Chi impedisce a un inserviente dell’aeroporto di mettere un ordigno nella stiva di un aereo?
Specie in città con forti minoranze wahhabite, facili prede di jihadismo?
A che servono le lunghe code agli aeroporti per i controlli corporali? Solo a farci spendere negli ex duty free per acquistare gli articoli vietati precauzionalmente, tipo una bottiglia d’acqua o un dopobarba?

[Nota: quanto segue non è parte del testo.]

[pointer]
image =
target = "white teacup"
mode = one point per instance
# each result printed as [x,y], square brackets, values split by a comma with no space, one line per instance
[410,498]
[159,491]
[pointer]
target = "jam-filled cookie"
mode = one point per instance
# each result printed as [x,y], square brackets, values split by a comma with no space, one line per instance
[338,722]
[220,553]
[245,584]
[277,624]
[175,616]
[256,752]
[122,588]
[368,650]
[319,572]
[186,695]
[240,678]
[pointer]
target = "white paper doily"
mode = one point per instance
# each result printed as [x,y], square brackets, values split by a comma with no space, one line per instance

Una vasta operazione di polizia ha sgominato la «banda della valigia»: dipendenti di società aeroportuali dediti al furto di oggetti contenuti nei bagagli dai nastri di trasporto degli aeroporti e addirittura dalle stive degli aerei. L’operazione «Stive Pulite», che ha visto impegnati circa 400 uomini della Polizia di Stato e frutto di un anno di indagini, è culminata con l’arresto dei presunti responsabili. Le misure cautelari sono 86 (29 arresti domiciliari e 57 obblighi di presentazione alla polizia giudiziaria) e riguardano operatori aeroportuali di diversi scali nazionali. Fra questi anche 19 dipendenti dell’Alitalia addetti alle operazioni di handling, mentre ad altri 30 operai è stato notificato l’obbligo di firma. Le indagini, condotte dall’ufficio polizia di frontiera aerea di Lamezia Terme, hanno riguardato oltre 100 episodi di furto, tentato furto e danneggiamento e sono durate oltre un anno.